If the fracture is not displaced and the extensor mechanism is intact, the fracture may be treated with immobilization. This usually involves placing the affected extremity in a cylinder cast for 4-6 weeks. The patient is allowed to bear weight in the cast. Once radiographic evidence indicates union and once clinical signs of healing (nontender to palpation) are present, the patient is changed to a removable brace. A hinged knee brace is used while ambulating. A program emphasizing range of motion and strengthening is then implemented. Once the patient is able to perform a straight leg raise without extensor lag and has greater than 90° of knee flexion, brace use may be discontinued. With proper patient selection, good results can be expected in approximately 90% of patients with nondisplaced fractures.

Surgical therapy

Displaced patellar fractures warrant surgical treatment to maximize the potential for successful outcomes. Operative treatment aims to restore extensor function, align articular incongruities, and allow early motion. Operative treatment is emergent if the fracture is open or if an associated traumatic arthrotomy is present.

Preoperative details

Evaluation of the extent of comminution is critical in preoperative planning. The various possible implants should be available, and the choice may be dictated by the fracture pattern. In addition, the patient should be informed of the possible need for fragment excision (see Image 1) and patellar ligament advancement to the remaining patella if he or she has irreparable comminution.

Intraoperative details

Fixation can be accomplished in a variety of ways. The most common method is a tension band technique. The biomechanical principle of tension band fixation is to convert a tensile force into a compressive force while the knee is flexed. If a fractured patella were to be brought through a range of motion, tension and distraction would be present at the fracture site. By placing a tension band at the anterior surface, this tensile force is converted into a compressive force, thereby aiding in fracture healing.

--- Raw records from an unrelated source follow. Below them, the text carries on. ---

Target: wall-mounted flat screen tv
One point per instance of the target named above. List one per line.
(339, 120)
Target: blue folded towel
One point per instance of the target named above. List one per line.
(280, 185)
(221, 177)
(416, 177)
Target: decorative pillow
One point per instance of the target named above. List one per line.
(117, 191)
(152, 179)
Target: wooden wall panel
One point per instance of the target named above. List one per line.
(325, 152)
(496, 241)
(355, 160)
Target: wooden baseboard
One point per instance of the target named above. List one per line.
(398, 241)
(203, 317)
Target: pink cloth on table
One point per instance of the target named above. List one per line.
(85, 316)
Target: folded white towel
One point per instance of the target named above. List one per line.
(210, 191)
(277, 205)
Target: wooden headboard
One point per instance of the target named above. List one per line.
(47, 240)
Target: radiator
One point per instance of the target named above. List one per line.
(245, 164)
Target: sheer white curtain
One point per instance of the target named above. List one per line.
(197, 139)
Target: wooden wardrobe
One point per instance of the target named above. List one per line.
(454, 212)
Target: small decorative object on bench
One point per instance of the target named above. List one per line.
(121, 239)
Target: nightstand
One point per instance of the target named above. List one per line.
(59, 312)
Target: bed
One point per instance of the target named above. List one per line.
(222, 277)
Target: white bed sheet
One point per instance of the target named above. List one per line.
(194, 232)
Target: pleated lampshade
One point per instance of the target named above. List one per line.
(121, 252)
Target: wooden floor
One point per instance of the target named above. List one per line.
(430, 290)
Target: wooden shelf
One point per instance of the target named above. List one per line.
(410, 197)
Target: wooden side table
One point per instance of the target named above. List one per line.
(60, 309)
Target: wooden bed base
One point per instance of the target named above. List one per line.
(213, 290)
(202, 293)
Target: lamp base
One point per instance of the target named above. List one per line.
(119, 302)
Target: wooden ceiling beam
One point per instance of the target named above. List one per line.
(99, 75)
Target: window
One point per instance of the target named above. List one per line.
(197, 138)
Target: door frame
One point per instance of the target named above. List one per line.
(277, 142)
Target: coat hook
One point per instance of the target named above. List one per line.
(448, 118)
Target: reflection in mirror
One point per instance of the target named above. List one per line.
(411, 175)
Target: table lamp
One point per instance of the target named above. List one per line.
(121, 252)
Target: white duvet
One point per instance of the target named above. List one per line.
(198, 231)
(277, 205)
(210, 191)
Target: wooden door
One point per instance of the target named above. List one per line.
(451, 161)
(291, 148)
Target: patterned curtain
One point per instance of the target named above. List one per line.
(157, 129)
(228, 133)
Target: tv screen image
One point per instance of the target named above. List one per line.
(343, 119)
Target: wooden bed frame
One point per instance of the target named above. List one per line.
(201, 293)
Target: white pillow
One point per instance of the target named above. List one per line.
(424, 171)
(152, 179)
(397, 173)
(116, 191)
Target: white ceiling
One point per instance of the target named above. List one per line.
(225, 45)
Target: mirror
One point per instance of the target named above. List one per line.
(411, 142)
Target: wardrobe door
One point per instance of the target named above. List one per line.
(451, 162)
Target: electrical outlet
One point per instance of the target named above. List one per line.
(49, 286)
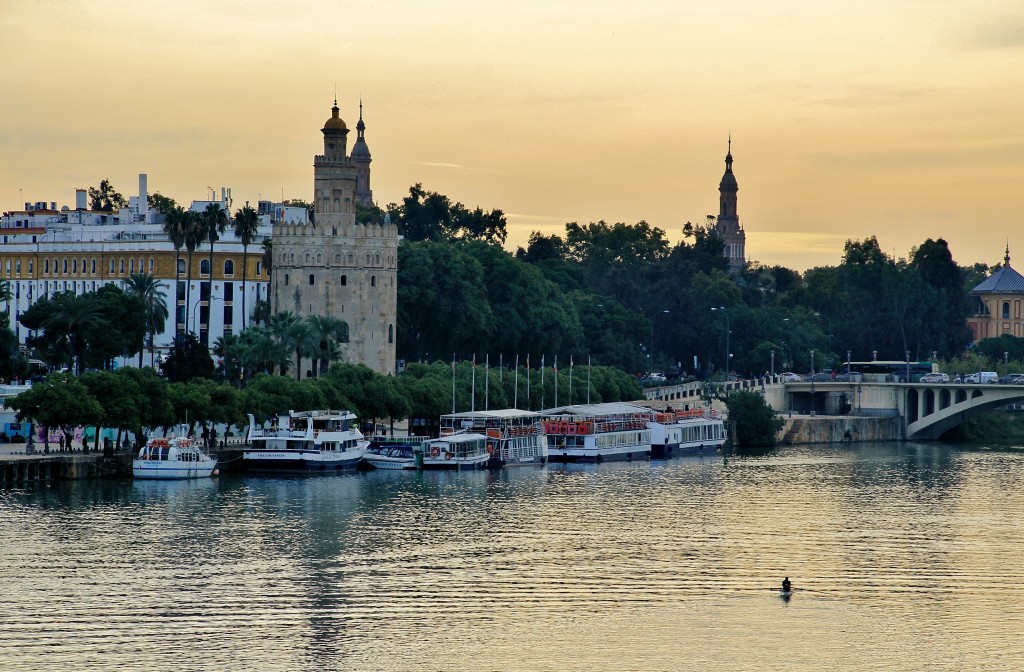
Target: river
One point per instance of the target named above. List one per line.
(905, 556)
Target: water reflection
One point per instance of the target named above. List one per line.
(905, 555)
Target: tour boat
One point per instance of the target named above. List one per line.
(462, 451)
(305, 442)
(172, 458)
(390, 455)
(597, 432)
(686, 432)
(514, 436)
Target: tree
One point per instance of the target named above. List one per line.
(214, 223)
(246, 225)
(60, 401)
(754, 421)
(328, 331)
(148, 290)
(72, 316)
(105, 198)
(188, 359)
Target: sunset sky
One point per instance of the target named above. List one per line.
(900, 119)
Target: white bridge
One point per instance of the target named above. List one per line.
(928, 410)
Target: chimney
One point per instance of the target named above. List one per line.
(143, 195)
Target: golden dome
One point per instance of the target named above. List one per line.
(335, 123)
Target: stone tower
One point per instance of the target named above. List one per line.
(360, 155)
(727, 226)
(336, 266)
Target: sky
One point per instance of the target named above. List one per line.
(900, 119)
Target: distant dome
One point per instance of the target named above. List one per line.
(335, 123)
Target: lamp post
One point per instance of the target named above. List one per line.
(650, 354)
(828, 357)
(727, 332)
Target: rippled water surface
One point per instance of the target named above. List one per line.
(905, 557)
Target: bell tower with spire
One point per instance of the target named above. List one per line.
(727, 226)
(360, 155)
(336, 266)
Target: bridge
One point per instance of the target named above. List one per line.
(928, 410)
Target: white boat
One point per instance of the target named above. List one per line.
(305, 442)
(462, 451)
(597, 432)
(514, 436)
(390, 455)
(694, 431)
(172, 458)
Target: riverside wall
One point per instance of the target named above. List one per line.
(830, 429)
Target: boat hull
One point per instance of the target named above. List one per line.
(171, 470)
(293, 461)
(562, 456)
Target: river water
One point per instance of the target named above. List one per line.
(905, 557)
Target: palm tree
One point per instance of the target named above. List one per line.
(175, 223)
(246, 225)
(74, 315)
(194, 236)
(213, 223)
(147, 288)
(328, 331)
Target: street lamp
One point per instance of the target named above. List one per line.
(821, 315)
(650, 354)
(727, 332)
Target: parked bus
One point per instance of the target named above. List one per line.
(888, 372)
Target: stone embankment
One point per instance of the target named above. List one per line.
(828, 429)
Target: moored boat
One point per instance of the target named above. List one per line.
(692, 431)
(305, 442)
(597, 432)
(514, 436)
(390, 455)
(172, 458)
(462, 451)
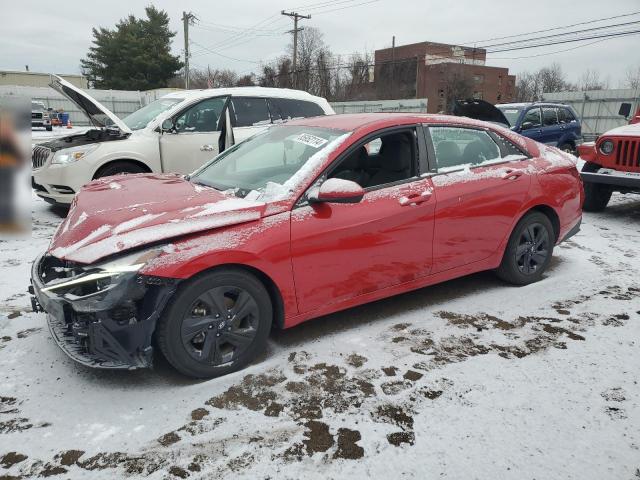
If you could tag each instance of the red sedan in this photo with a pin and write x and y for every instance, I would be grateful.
(308, 218)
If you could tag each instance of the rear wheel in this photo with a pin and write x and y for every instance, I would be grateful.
(117, 168)
(529, 250)
(216, 324)
(596, 195)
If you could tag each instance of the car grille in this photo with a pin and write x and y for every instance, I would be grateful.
(39, 156)
(628, 154)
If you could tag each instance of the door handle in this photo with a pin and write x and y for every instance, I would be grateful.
(512, 174)
(416, 198)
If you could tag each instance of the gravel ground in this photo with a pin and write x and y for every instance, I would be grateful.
(467, 379)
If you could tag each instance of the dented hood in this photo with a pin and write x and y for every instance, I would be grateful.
(99, 115)
(479, 110)
(114, 214)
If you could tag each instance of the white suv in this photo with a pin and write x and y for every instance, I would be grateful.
(177, 133)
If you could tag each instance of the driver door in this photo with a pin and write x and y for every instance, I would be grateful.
(194, 139)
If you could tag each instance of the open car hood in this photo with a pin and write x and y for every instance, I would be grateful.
(99, 115)
(115, 214)
(480, 110)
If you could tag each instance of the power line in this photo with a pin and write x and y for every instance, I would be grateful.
(556, 28)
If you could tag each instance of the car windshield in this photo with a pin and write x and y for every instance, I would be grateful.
(512, 113)
(141, 118)
(269, 166)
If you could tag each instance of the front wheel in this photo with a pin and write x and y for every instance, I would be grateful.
(529, 250)
(216, 324)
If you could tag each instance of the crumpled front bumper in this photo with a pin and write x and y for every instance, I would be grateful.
(111, 331)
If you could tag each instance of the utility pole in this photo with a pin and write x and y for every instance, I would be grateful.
(393, 63)
(296, 16)
(187, 19)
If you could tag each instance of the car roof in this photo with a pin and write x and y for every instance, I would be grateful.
(355, 121)
(245, 92)
(531, 104)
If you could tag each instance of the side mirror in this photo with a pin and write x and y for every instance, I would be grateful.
(625, 109)
(168, 126)
(336, 190)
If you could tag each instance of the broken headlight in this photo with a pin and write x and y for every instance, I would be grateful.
(98, 281)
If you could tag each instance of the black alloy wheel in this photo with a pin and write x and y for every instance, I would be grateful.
(529, 250)
(217, 323)
(220, 326)
(533, 248)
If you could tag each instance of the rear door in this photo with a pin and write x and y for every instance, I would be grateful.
(480, 182)
(551, 131)
(341, 251)
(195, 139)
(531, 124)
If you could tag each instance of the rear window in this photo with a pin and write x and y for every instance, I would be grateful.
(287, 109)
(565, 115)
(511, 113)
(250, 112)
(549, 117)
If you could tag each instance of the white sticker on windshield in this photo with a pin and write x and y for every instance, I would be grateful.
(311, 140)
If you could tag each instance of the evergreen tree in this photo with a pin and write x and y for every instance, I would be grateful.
(136, 55)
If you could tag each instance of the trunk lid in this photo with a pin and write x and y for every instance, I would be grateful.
(114, 214)
(99, 115)
(480, 110)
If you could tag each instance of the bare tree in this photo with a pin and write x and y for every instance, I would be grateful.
(590, 80)
(530, 87)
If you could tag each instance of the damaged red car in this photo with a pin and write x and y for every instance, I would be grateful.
(307, 218)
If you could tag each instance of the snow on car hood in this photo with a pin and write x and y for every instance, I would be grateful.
(114, 214)
(99, 115)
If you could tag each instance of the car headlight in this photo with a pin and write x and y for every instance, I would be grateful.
(69, 155)
(102, 276)
(606, 147)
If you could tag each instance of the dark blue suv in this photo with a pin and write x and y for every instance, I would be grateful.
(551, 123)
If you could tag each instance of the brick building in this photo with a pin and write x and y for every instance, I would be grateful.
(441, 73)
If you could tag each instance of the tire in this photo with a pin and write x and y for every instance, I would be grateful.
(569, 148)
(118, 168)
(206, 306)
(596, 195)
(528, 251)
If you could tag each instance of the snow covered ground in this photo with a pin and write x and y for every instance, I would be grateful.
(468, 379)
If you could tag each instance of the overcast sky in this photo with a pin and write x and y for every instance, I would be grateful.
(52, 36)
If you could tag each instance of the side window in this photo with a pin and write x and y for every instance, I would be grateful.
(549, 117)
(384, 159)
(565, 115)
(457, 147)
(507, 148)
(287, 109)
(532, 119)
(250, 112)
(202, 117)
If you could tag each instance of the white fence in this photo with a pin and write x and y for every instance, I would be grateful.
(597, 109)
(411, 105)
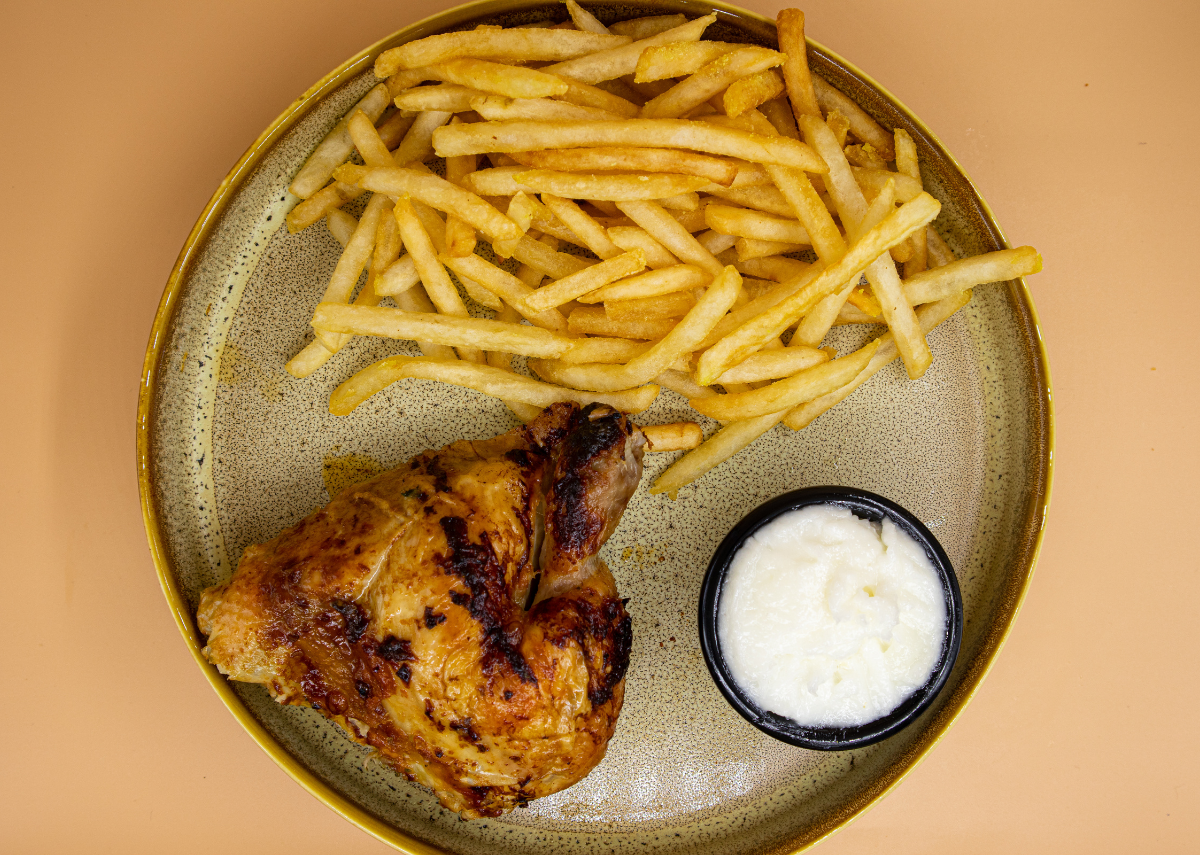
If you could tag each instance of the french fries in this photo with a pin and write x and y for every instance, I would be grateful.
(631, 160)
(663, 133)
(442, 329)
(496, 45)
(681, 165)
(587, 280)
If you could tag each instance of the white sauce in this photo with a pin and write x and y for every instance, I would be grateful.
(828, 619)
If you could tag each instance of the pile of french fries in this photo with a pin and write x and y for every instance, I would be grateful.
(683, 175)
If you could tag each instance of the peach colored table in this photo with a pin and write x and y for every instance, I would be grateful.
(1077, 120)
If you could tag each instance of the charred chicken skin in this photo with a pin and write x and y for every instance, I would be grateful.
(453, 614)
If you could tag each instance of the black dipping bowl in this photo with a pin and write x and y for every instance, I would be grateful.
(869, 507)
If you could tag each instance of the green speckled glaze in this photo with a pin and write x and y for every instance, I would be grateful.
(233, 449)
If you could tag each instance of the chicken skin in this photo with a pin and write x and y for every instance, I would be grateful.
(453, 614)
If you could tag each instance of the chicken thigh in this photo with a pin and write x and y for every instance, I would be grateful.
(453, 614)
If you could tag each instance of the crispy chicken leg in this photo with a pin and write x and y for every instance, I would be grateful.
(453, 614)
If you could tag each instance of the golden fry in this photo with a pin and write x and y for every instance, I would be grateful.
(497, 45)
(929, 317)
(619, 61)
(587, 280)
(783, 362)
(336, 147)
(663, 133)
(785, 394)
(672, 437)
(767, 326)
(593, 321)
(442, 329)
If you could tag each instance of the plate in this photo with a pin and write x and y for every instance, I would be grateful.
(232, 449)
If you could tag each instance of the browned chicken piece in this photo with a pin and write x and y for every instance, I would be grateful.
(453, 614)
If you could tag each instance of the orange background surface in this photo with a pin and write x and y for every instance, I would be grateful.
(1078, 121)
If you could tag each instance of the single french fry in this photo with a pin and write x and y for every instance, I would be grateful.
(773, 364)
(759, 330)
(790, 27)
(589, 232)
(437, 192)
(485, 378)
(850, 314)
(593, 96)
(618, 187)
(336, 147)
(600, 350)
(462, 333)
(882, 273)
(871, 181)
(753, 91)
(593, 321)
(942, 282)
(717, 449)
(679, 202)
(678, 59)
(861, 124)
(677, 436)
(327, 199)
(433, 276)
(587, 280)
(645, 28)
(709, 81)
(418, 143)
(669, 232)
(541, 257)
(804, 202)
(497, 45)
(839, 180)
(497, 181)
(618, 61)
(444, 96)
(682, 339)
(864, 156)
(907, 163)
(631, 160)
(784, 394)
(508, 287)
(761, 197)
(499, 108)
(460, 233)
(673, 279)
(353, 261)
(663, 133)
(775, 268)
(749, 249)
(666, 306)
(929, 317)
(636, 238)
(756, 225)
(816, 323)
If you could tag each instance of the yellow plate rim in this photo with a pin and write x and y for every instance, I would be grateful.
(198, 238)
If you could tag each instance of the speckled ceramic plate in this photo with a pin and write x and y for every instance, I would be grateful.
(232, 449)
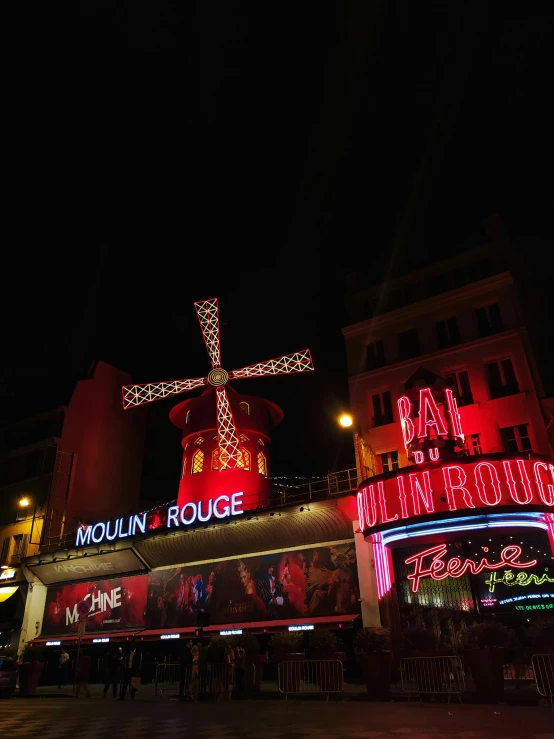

The tension band technique often begins with placing 2 parallel Kirschner wires (K-wires). Placement of K-wires is not mandatory but is often performed to aid with rotational control. These wires can be placed outside-in after the fracture is reduced and provisionally stabilized with a reduction clamp. Another technique by which to place K-wires is the inside-out technique. This involves drilling the wires through the fracture site prior to reduction. Once the wires are passed through the fracture, the wire end nearest the fracture surface is made flush with the fracture. The fracture is then reduced and the wires are advanced across the fracture. The ideal level of the pins is in the center of the patella, approximately 5 mm below its anterior surface. Intraoperative fluoroscopy may be used to guide placement of hardware.

Once the K-wires are placed, a 1-mm or 1.25-mm tension band wire is placed as close to the border of the patella as possible. Keeping the tension band at the anterior half of the patella is very important. The tension band is made into the shape of a figure of 8 or figure of 0. It should lie as close to bone as possible throughout its entire course. A 14- or 16-gauge intravenous catheter facilitates the passage of the wire through the soft tissue.

The figure-of-0 configuration has more stability against torsional force. However, it can cut into the retinacula, and thus, the tension band would be lost. This is especially true if the wire is at the posterior half of the patella. For this reason, most surgeons prefer the figure-of-8 configuration.

While tightening the tension band with the knee extended, the articular surface must be evaluated. This can be performed using fluoroscopy or by palpating the undersurface of the patella through the medial and lateral retinacular defects.

Following fracture fixation, the arc of motion is assessed. This should be performed while the undersurface of the patella is palpated through the medial and/or lateral retinacular defects.

The twisted ends are cut, leaving approximately 1 cm of wire remaining. These ends are then bent over with a large needle driver, and the ends are rotated to lie within soft tissue. They should not be left proud because they can cause irritation of the overlying skin. The K-wires are also cut. The proximal ends are bent over, again using a large needle driver. The ends are rotated to lie within the quadriceps tendon and are advanced until the ends contact the proximal pole of the patella. The distal ends are then cut to avoid prominence within the patellar ligament.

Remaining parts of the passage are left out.